Ich war noch in der Schule, als ich zum ersten Mal das Wort Meineid hörte. Es war beim Unterricht im Fach Staatsbürgerkunde und das Thema war Rechtswesen, wobei uns erklärt wurde, wie die Gerichtsbarkeit funktioniert. Ich war sehr überrascht zu erfahren, dass es ein Gesetz gegen Falschaussagen gibt, die man unter Eid macht. Ich war schockiert, denn ich konnte mir nicht vorstellen, dass es ein Gesetz für den Fall braucht, dass man ein Gericht anlügt, wenn man sich vorher verpflichtet hat, vor Gericht und möglicherweise auch vor Zeugen die Wahrheit zu sagen. Wer würde so etwas überhaupt wagen?

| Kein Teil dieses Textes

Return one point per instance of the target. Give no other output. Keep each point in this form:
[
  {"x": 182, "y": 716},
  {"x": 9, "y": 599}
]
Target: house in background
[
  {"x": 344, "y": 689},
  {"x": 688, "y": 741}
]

Leider zeigt die Erfahrung, dass viele dieses Wagnis auf sich nehmen. Deshalb muss es ein Gesetz dagegen geben. Man geht davon aus, dass manche Menschen die Wahrheit verdrehen oder zurückhalten, in vielen Fällen aus Gründen des Selbstschutzes.

Falschaussagen kommen aber nicht nur bei Gerichtsverhandlungen vor. Ein anderes Beispiel sind Wahlkämpfe, bei denen die Kandidaten bzw. politischen Parteien sich gegenseitig angreifen und schlecht machen. Untersucht man dann die gegen die andere Seite gerichteten Vorwürfe genau, ist manche Übertreibung, Unterlassung oder Entstellung der Wahrheit festzustellen. Man könnte dabei den Eindruck gewinnen, dass manchen Politikern der Machterhalt oder –erwerb wichtiger ist als die Wahrheit.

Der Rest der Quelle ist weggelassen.